HashSet in C#

Introducing the HashSet in C#

If you’re working with large datasets or need lightning-fast lookups, HashSet in C# might just be your secret weapon. Unlike traditional collections, HashSet offers some unique advantages in terms of performance, especially when it comes to checking for the existence of elements. In this article, we’ll look at why HashSet in C# is a game-changer — with real-world use cases, performance comparisons, and code examples that show exactly when and how to use it.

It’s really easy to reach for a standard List object when you’re building out your apps in .NET. It does pretty much everything you need (most of the time): it implements IEnumerable, works well with LINQ, has sorting built in, and lets you pull values out by index really easily. In most cases, it’s the right tool for the job because it just works — especially when you need to store and manipulate a collection of items, like imported datasets of one kind or another. But sometimes, there’s a lighter choice that can work even better with certain types of data.

If you’ve ever needed to make sure a collection contains only unique values, or wanted a faster way to check whether something already exists, HashSet in C# might be exactly what you’re looking for. It’s a no-duplicates, no-fuss collection that includes built-in set operations like intersection, union, and difference. Let’s take a look at where it comes in handy, and a few examples that show how powerful it can be.

1. Remove Duplicates From a List

Starting with a regular list of strings, let’s use a HashSet<string> to dedupe emails:

var emails = new List<string> {
    "alex@jkrussell.dev", "sam@jkrussell.dev", "alex@jkrussell.dev", "chris@jkrussell.dev"
};

var uniqueEmails = new HashSet<string>(emails);

foreach (var email in uniqueEmails)
{
    Console.WriteLine(email);
}

Output:

alex@jkrussell.dev
sam@jkrussell.dev
chris@jkrussell.dev

A real-world scenario where you might use this is when you’ve accepted bulk user input and you want to dedupe email addresses or other data quickly.

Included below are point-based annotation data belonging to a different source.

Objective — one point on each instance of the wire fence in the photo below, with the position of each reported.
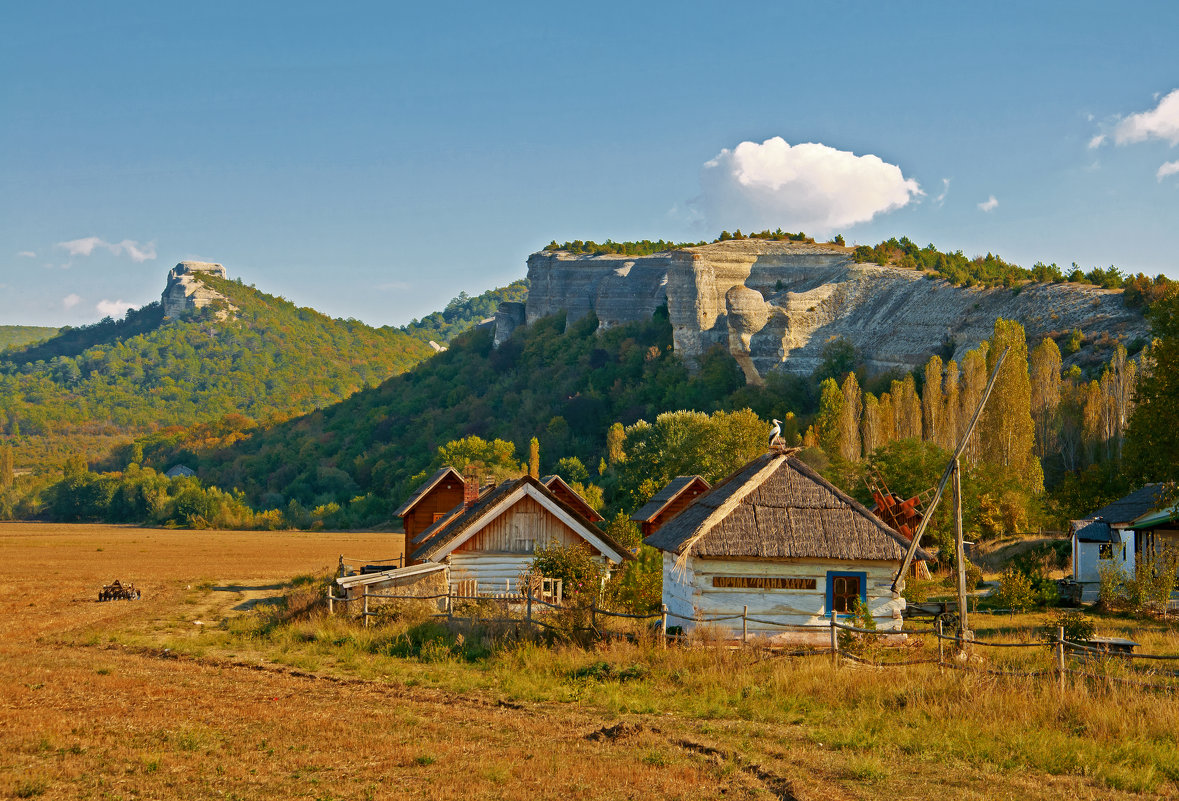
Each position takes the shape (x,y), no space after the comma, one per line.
(1073,658)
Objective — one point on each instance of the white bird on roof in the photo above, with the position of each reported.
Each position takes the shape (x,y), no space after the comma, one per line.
(776,433)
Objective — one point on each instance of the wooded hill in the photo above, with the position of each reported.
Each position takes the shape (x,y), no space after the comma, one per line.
(565,387)
(87,387)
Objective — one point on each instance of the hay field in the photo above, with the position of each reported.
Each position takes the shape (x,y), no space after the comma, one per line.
(83,717)
(136,701)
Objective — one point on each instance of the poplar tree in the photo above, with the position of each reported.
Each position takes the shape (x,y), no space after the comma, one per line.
(888,419)
(870,425)
(908,411)
(950,411)
(534,458)
(974,381)
(931,409)
(1008,432)
(849,419)
(830,413)
(1045,369)
(7,473)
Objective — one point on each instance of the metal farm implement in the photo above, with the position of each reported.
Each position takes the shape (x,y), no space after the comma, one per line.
(117,591)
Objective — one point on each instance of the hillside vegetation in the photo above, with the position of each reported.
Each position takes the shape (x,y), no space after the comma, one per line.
(137,374)
(15,336)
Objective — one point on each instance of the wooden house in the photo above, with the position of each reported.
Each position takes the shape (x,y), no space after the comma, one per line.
(1110,533)
(430,501)
(489,543)
(670,501)
(778,538)
(558,486)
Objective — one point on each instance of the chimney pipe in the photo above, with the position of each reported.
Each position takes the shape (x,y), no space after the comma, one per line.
(469,487)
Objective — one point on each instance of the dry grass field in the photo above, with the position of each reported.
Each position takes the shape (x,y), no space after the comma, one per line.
(134,700)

2. Fast Lookups in Large Lists

Lookup speed is one of the biggest advantages of using a HashSet in C#. Here’s the best way to check if your list contains a given value:

var bannedEmails = new HashSet<string> {
    "admin@jkrussell.dev", "test@jkrussell.dev", "null@jkrussell.dev"
};

if (bannedEmails.Contains("admin@jkrussell.dev"))
{
    Console.WriteLine("Email is blocked.");
}

Output:

Email is blocked.

HashSet is often 10–100x faster than using a List for lookups, though you won’t really feel it from small examples like this. But as the size of your collections grow there are real and tangible benefits to using them.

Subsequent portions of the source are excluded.